Finally, note that this Algorithm for computing \(t^*_V\) clearly remains \(O(n^2\log (n))\).

Appendix 2: Proof of Lemma 1

By permutation invariance, suppose we have relabeled so that \(x_1\le x_2\le x_3\le x_4\). We have 3 cases:

  1. (i)

    The points in A are inseparable. The fact that \(b_{1234}=0\) is an immediate consequence of Eq. (2).

  2. (ii)

    The points in A are concordant. In this case we must have that \(x_2<x_3\) and either \(\max (y_1,y_2) < \min (y_3,y_4)\) or \(\min (y_1,y_2) > \max (y_3,y_4)\). By symmetry we need only consider the case when \(\max (y_1,y_2) < \min (y_3,y_4)\). By Eq. (2) it follows, with some thought, that \(a(x_{\pi (1,2,3,4)}) = a(y_{\pi (1,2,3,4)})\) for all permutations \(\pi \in S_4\) and thus, for any \(\pi \in S_4\) we have \(a(x_{\pi (1,2,3,4)})a(y_{\pi (1,2,3,4)}) = a(x_{\pi (1,2,3,4)})^2\) with

    $$\begin{aligned} a(x_{\pi (1,2,3,4)})^2&=\left\{ \begin{array}{lll} 1 &{} \quad \text{ if } \max (x_{\pi (1)}, x_{\pi (2)}) < \min (x_{\pi (3)}, x_{\pi (4)})\text { or} \\ &{} \min (x_{\pi (1)}, x_{\pi (2)}) > \max (x_{\pi (3)}, x_{\pi (4)})\text { or}\\ &{} \max (x_{\pi (1)}, x_{\pi (3)}) < \min (x_{\pi (2)}, x_{\pi (4)})\text { or}\\ &{} \min (x_{\pi (1)}, x_{\pi (3)}) > \max (x_{\pi (2)}, x_{\pi (4)}),\\ 0 &{} \quad \text {otherwise.} \end{array} \right. \end{aligned}$$

    But since \(x_1\le x_2 < x_3\le x_4\) we have that \(a(x_{\pi (1,2,3,4)})a(y_{\pi (1,2,3,4)})=1\) if and only if \(\{\pi (1),\pi (2)\} \in \{\{1,2\}, \{3,4\}\}\) or \(\{\pi (1),\pi (3)\} \in \{\{1,2\}, \{3,4\}\}\).
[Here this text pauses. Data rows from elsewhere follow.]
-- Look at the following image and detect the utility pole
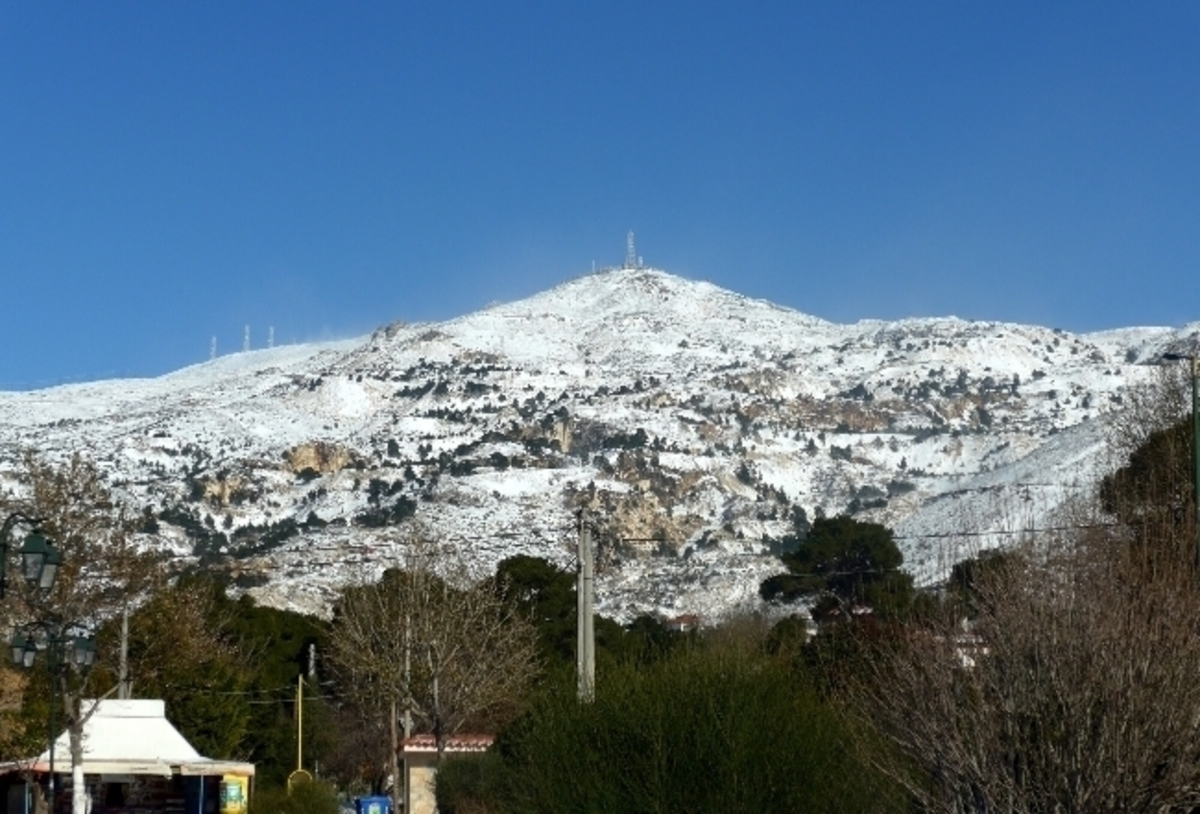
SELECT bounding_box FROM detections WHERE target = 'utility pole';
[116,607,133,701]
[1192,357,1200,569]
[575,511,596,704]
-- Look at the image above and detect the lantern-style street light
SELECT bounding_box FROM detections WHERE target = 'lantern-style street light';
[0,511,62,598]
[0,528,96,812]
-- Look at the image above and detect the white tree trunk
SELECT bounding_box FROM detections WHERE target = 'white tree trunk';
[71,763,91,814]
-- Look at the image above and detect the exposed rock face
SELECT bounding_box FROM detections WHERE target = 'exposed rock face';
[0,269,1190,620]
[284,441,354,474]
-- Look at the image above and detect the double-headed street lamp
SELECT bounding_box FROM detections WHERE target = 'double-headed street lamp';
[0,511,96,812]
[0,511,62,597]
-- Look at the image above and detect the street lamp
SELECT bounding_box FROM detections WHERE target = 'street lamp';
[0,533,96,812]
[1163,351,1200,568]
[0,511,62,598]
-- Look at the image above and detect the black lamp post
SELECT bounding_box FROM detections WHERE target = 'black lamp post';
[0,525,88,813]
[0,511,55,598]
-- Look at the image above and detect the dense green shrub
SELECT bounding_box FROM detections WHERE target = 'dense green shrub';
[438,641,902,814]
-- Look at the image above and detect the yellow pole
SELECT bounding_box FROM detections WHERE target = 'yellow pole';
[296,675,304,772]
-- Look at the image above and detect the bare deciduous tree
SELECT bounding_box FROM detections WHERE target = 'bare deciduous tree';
[854,533,1200,813]
[0,453,162,814]
[330,539,539,811]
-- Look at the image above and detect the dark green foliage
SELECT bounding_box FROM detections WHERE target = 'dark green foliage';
[947,549,1020,617]
[496,555,680,676]
[438,642,902,814]
[250,780,337,814]
[758,516,913,621]
[1100,417,1195,552]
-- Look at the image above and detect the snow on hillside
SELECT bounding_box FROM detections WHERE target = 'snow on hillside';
[0,269,1195,618]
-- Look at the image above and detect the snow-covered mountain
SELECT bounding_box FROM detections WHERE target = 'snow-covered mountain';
[0,268,1195,618]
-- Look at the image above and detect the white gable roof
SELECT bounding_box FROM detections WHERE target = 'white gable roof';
[25,699,254,774]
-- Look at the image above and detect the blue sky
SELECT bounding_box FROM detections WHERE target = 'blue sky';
[0,0,1200,389]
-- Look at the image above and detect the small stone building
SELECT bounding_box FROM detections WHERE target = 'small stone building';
[401,735,496,814]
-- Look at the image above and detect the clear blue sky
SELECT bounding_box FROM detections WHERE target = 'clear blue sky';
[0,0,1200,389]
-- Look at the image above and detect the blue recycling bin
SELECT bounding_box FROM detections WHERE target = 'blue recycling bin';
[354,797,391,814]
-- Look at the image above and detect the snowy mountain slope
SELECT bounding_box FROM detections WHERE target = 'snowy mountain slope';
[0,269,1194,617]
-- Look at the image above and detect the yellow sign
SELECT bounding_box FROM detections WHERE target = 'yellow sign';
[221,774,250,814]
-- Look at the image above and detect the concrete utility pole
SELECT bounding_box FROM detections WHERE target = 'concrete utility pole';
[575,511,596,704]
[116,607,133,700]
[1192,349,1200,568]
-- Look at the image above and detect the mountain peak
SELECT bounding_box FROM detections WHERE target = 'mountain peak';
[0,267,1180,618]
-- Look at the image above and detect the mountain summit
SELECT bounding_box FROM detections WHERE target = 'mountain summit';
[0,268,1182,618]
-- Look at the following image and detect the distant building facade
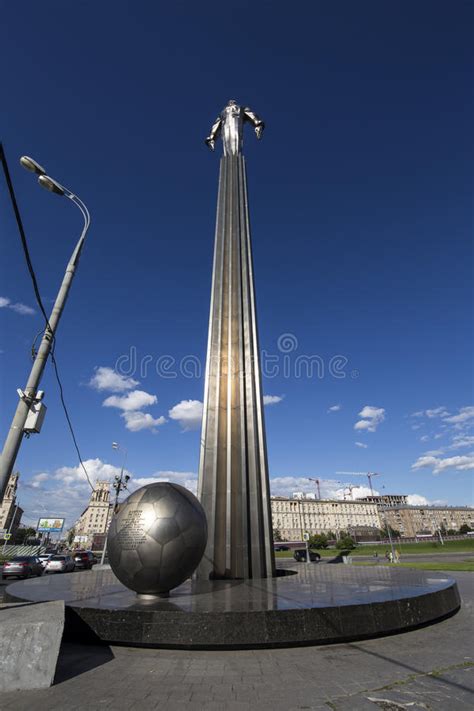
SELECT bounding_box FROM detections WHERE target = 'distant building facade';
[381,506,474,538]
[0,472,23,534]
[271,496,382,541]
[74,481,113,548]
[358,494,408,508]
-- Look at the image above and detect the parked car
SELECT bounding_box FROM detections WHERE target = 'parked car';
[2,555,43,580]
[293,548,321,563]
[38,553,53,568]
[44,555,76,573]
[74,551,97,570]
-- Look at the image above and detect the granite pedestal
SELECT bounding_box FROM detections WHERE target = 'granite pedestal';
[7,563,460,649]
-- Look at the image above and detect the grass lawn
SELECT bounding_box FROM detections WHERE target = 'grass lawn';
[275,539,474,558]
[354,560,474,573]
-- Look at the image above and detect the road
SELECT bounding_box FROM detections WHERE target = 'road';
[1,573,474,711]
There are exactly \(2^4=16\) such permutations and thus \(b_{1234}=16\).

  3. (iii)

    The points in A are discordant. Once again we must have that \(x_2<x_3\). It then follows, by the definition of discordant, that \(y_1\not =y_2\) and \(y_3\not =y_4\). We prove an intermediary lemma:

Lemma 2

Suppose that \((x_1,y_1),\ldots ,(x_4,y_4)\) are discordant and \(x_1\le x_2< x_3\le x_4\). Let

$$\begin{aligned} (x_5,y_5)&=\! (x_1,y_2),&(x_6,y_6)&=\! (x_2,y_1),&(x_7,y_7)&=\! (x_3,y_3),&(x_8,y_8)&=\! (x_4,y_4), \end{aligned}$$

so that \((x_5,y_5),\ldots ,(x_8,y_8)\) are simply \((x_1,y_1),\ldots ,(x_4,y_4)\) with \(y_1,y_2\) switched. Then \(b_{1234} = b_{5678}\). Moreover, the same result is true if we flipped \(y_3,y_4\) instead of \(y_1,y_2\).

Proof

First note that, trivially, \(a(x_{\pi (1,2,3,4)}) = a(x_{\pi (5,6,7,8)})\) for any \(\pi \in S_4\). Let \(\pi \) be any permutation so that \(a(x_{\pi (1,2,3,4)})^2=1\). From case (ii) we know that we must have \(\{\pi (1),\pi (2)\} \in \{\{1,2\}, \{3,4\}\}\) or \(\{\pi (1),\pi (3)\} \in \{\{1,2\}, \{3,4\}\}\). Suppose that \(\{\pi (1),\pi (2)\}=\{1,2\}\), and let \(\pi '\in S_4\) be the permutation where

$$\begin{aligned} \pi '(1) = \pi (2),\ \ \pi '(2) = \pi (1),\ \ \pi '(3) = \pi (3),\ \ \pi '(4) = \pi (4). \end{aligned}$$

Then clearly \( a(x_{\pi (1,2,3,4)}) = a(x_{\pi '(1,2,3,4)}) = a(x_{\pi (5,6,7,8)}) = a(x_{\pi '(5,6,7,8)})\) but

$$\begin{aligned} a(y_{\pi (1,2,3,4)})&= a(y_{\pi '(5,6,7,8)}),&a(y_{\pi '(1,2,3,4)})&= a(y_{\pi (5,6,7,8)}), \end{aligned}$$

and thus

$$\begin{aligned}&a(x_{\pi (1,2,3,4)})a(x_{\pi (1,2,3,4)}) + a(x_{\pi '(1,2,3,4)})a(x_{\pi '(1,2,3,4)}) \\&\quad = a(x_{\pi (5,6,7,8)})a(x_{\pi (5,6,7,8)}) + a(x_{\pi '(5,6,7,8)})a(x_{\pi '(5,6,7,8)}). \end{aligned}$$

As we may perform a similar procedure to all \(\pi \in S_4\) with \(a(x_{\pi (1,2,3,4)})^2=1\) (changing the choice of \(\pi '\)), we see that \(b_{1234} = b_{5678}\) as claimed.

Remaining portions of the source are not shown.